Dr. M. L. Stapleton IPFW

Some rudimentary conventions for quoting poetry

1. Use parentheses and Arabic numerals for line-numbers. If we are all talking about the same poem, there’s no need for a credit tag:

“I’m sure I never wished them ill” (7). [ in this case, (“Nymph” 7) is unnecessary].

Please also note that quotation marks (if used) precede the parenthetical citation, and that punctuation follows parentheses. [not “blah blah blah (7)” or “blah blah blah.” (7)]

2. Lead-ins and quotations need to make grammatical and stylistic sense together.

The Nymph’s first concern is the “wanton troopers” (1).

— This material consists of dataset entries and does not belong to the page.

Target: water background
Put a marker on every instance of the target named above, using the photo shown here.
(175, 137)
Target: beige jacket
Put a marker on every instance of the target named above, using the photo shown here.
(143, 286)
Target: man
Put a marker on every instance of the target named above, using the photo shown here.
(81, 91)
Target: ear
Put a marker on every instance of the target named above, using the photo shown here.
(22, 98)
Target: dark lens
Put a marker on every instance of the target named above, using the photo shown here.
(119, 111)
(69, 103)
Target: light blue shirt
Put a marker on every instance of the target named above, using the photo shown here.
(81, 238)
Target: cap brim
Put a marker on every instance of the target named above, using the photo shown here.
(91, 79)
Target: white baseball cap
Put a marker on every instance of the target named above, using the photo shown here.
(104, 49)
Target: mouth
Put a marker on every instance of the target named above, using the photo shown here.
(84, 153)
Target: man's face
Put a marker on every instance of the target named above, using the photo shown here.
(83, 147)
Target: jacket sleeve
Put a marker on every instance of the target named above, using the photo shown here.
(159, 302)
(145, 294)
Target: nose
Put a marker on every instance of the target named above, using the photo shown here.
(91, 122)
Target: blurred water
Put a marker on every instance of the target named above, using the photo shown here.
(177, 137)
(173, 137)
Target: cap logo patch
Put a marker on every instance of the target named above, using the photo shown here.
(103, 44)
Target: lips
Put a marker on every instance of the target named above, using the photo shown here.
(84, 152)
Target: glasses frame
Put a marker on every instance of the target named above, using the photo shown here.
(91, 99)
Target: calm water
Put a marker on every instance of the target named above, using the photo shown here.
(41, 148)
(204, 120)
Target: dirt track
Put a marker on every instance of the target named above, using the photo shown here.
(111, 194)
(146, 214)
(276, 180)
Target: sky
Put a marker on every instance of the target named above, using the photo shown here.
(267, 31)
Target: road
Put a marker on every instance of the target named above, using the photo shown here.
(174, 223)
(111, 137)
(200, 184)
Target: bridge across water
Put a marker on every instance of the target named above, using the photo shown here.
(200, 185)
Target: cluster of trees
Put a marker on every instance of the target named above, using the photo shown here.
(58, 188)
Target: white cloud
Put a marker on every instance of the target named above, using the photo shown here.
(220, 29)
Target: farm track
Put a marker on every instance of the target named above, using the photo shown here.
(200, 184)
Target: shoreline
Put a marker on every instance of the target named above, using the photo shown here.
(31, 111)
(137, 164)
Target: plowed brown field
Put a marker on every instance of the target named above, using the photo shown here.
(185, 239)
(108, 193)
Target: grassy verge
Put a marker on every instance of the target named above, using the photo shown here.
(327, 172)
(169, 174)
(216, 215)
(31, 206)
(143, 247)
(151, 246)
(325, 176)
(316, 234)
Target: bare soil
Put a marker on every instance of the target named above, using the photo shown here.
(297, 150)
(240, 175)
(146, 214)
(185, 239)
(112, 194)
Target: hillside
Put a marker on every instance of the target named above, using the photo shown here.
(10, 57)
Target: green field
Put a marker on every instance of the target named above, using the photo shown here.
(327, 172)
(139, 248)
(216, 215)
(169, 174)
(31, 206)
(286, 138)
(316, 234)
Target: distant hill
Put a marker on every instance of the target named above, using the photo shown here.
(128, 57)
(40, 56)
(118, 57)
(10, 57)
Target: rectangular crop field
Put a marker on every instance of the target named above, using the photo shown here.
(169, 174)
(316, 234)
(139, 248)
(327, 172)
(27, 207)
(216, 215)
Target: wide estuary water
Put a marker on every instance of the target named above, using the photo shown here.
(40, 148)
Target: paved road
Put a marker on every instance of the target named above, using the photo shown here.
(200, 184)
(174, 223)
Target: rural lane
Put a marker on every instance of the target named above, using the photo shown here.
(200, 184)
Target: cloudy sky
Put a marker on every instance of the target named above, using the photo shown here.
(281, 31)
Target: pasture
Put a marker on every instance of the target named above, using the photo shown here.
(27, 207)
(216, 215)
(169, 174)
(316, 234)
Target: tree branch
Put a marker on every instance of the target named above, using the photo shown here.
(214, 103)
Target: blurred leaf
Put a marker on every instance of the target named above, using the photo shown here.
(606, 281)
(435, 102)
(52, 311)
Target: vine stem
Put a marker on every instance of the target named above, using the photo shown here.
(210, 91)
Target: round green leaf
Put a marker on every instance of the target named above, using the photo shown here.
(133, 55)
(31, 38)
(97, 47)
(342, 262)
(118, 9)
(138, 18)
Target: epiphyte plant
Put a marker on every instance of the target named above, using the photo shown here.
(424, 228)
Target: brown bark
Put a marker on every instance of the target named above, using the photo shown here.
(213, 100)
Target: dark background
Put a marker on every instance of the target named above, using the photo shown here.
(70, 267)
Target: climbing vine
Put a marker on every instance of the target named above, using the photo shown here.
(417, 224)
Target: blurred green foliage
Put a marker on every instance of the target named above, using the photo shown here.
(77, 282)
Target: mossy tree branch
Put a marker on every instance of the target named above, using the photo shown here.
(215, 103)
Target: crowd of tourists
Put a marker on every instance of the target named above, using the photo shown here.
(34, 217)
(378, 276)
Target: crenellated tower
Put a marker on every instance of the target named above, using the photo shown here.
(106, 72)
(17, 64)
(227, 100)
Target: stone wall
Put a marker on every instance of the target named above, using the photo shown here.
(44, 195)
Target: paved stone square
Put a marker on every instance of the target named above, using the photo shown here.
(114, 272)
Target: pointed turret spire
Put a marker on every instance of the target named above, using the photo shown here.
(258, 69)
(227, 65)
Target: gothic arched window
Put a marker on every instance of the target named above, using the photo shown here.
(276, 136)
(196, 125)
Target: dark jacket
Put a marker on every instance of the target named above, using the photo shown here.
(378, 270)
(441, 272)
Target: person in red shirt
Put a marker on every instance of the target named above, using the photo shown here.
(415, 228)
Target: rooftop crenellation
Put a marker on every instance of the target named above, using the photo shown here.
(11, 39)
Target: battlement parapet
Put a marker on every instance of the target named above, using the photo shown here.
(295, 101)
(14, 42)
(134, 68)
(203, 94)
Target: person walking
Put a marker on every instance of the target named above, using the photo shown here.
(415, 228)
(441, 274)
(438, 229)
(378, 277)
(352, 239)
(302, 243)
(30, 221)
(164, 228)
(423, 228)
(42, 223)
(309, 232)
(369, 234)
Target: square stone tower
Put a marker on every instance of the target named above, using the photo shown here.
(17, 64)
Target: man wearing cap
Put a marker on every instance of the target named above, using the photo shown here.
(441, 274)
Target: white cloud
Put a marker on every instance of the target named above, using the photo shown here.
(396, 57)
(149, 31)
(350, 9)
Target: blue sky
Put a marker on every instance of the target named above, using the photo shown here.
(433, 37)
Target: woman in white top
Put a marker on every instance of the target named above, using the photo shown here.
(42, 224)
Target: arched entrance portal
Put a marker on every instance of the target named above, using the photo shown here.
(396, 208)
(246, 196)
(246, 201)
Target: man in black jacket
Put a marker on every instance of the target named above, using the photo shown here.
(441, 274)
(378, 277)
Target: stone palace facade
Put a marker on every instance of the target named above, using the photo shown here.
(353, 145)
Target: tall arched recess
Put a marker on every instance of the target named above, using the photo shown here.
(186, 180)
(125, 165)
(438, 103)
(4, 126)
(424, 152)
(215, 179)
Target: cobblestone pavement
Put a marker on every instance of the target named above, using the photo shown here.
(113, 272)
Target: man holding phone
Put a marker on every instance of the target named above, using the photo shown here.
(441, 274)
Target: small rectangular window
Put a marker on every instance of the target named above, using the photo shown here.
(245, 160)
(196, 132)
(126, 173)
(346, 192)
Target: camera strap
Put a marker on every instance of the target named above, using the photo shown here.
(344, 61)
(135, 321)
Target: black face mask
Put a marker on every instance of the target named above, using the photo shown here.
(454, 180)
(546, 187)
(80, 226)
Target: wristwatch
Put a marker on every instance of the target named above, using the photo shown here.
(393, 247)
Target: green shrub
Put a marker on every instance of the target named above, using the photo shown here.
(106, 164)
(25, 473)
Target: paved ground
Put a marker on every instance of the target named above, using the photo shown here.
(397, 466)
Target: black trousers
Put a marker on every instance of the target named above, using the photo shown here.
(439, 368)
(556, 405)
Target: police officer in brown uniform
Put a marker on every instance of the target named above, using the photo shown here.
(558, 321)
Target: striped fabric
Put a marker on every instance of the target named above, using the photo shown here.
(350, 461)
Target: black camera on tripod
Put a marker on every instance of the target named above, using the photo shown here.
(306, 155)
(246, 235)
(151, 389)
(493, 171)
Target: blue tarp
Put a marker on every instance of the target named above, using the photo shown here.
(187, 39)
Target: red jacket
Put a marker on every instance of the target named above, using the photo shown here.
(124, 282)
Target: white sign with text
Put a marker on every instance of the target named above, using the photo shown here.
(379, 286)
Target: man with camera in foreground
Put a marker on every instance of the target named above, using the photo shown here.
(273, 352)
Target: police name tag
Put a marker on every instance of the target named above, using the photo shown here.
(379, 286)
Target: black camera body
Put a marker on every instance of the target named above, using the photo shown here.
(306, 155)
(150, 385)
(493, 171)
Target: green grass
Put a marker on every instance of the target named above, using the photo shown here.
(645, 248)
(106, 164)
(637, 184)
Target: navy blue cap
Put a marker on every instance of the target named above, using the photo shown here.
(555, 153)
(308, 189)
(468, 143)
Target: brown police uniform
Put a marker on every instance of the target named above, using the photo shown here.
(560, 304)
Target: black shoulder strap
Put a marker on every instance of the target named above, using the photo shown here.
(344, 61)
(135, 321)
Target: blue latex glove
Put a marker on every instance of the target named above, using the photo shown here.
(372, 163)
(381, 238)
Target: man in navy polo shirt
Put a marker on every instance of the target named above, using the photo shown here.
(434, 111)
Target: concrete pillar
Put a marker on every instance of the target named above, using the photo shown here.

There are many opportunities to do this the wrong way. E.g.,

a) The Nymph is speaking a soliloquy “Have shot my fawn” to the audience.

b) The Nymph is interesting. “The love of false and cruel men” (7). This is what I’m talking about.

3. Ellipses are redundant at the beginnings and ends of quotations, even though popular media and culture tends to violate this convention. Avoid:

The speaker’s love for the faun“. . . See how it weeps . . .” (95) is always clear in the poem.

4. Please check your quotations for accuracy. Don’t add words that aren’t there or leave words out. Special importance: honor the line divisions in poetry, either with slash marks within the body of your paragraph for a line and a half or two or in proper block quotation for more than this.

Right: The Nymph’s last concern is for the fawn’s color, which has symbolic value: “I would have thine image be / White as I can” (121-22).

Wrong: The Nymph’s last concern is for the fawn’s color “. . . be white as I can . . .”

5. Do not change the capitalization in your quotation to fit your lead-in using square brackets. Keep the capitalization the poet uses, and change your lead-in to fit it.

No: Marvell’s speaker uses the past tense: “[had] it lived long” (91).

Yes: Marvell’s speaker uses the past tense: “Had it lived long” (91).